9. They’re worried about their body or the sin they are
about to commit.
Even more common than trauma are the body-shaming
cultural messages that distract women’s attention. The
bible say this , the bible says that. Some are just with
terrible self esteem. They’re thinking about how their
face looks or what the fat on their belly is doing
whether or not their cellulite is noticeable. The question
to ask yourself when these thoughts emerges is, “Why
does it matter?” No really. Why?
Answer: because we’ve been taught that only women
with “flawless” bodies are allowed to enjoy sex, and if
we make faces or have fat on our bodies or otherwise
“fall short,” then enjoying sex is against the rules. We
have been taugh that self exploration is wrong right
from birth. About how God hates sex. This is bullshit
immediatly one gets married legally. unfortunatly most
women do not shed these philosophy with ease. It
takes time and practice to replace those self-critical
thoughts with affection for your body, but the benefits
extend far beyond having more and better orgasms.
10. They’re worried about their orgasm.
Oh, the irony. Perhaps the most common difficulty
faced by women who struggle with orgasm is the
tendency to worry about orgasm, even as their arousal
increases. The more aroused they get, the closer they
get to orgasm, the more they worry. “What if I don’t
have an orgasm?” and “What if I do have an orgasm?”

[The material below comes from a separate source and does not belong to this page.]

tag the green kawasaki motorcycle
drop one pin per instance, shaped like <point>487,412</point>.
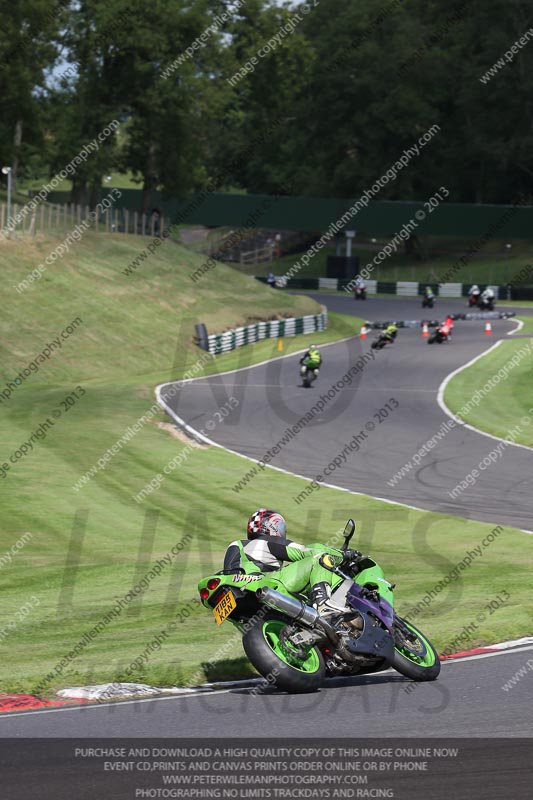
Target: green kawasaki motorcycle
<point>295,647</point>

and “Will I even know if I’ve had an orgasm?” and “Are
my abs supposed to be shaking like that?” and “Is this
what it’s supposed to feel like? Am I sure I like how
this feels?”
The solution is to notice those thoughts, let them go
for now, and shift your attention, gently and neutrally,
to the sensations in your body. Orgasm happens when
we surrender our bodies to sexual arousal – and the
best orgasms happen when we surrender in a context
of trust, affection, permission, and acceptance of all
the things our bodies are and do.
It’s like skipping. Once you learn how, your body never
forgets. And everybody deserves a life so full of joy
that they can do it when they want to.